El tráfico lo confirma. El carguero chino Xin Xin Hai, con 500 contenedores, llegó a Murmansk el 19 de agosto; el Dubai Tower zarpó de Ningbo rumbo a Felixstowe; el surcoreano Pan Star salió de Busán el 22 de agosto. Rutas que hace veinte años habrían sido casi impensables se han convertido en parte del calendario comercial habitual.

Rusia no oculta su entusiasmo: Vladimir Putin ha fijado como objetivo que la navegación por esta ruta sea posible «el año entero», y su ministro de Exteriores, Sergei Lavrov, calificó la apertura como «un acontecimiento histórico». La corporación estatal Rosatom y navieras como Sea Legend Shipping ya operan con normalidad en aguas que hasta hace poco permanecían heladas la mayor parte del año.
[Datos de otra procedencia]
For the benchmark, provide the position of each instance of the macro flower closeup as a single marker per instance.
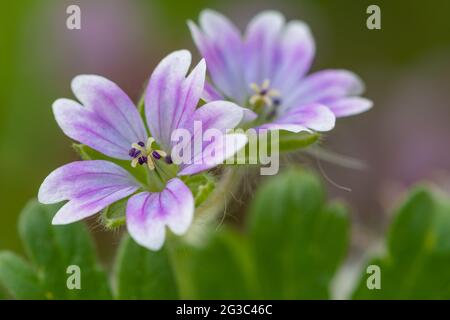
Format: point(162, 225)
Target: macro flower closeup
point(266, 71)
point(109, 122)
Sian Prior, analista de Clean Arctic Alliance, es más cauta: «es difícil saber a ciencia cierta si esto es un punto de no retorno», pero reconoce que la tendencia solo se explica por el calentamiento acelerado de la región, que se calienta hasta cuatro veces más rápido que la media global.

Ahí está la contradicción de fondo: lo que para el Kremlin y las navieras es una oportunidad comercial, para el planeta es la confirmación de que el Ártico se descongela más rápido de lo previsto. Cada carguero que cruza una ruta que antes era hielo sólido es, a la vez, una noticia económica y una alarma climática — y de momento nadie parece dispuesto a frenar la primera para atender la segunda.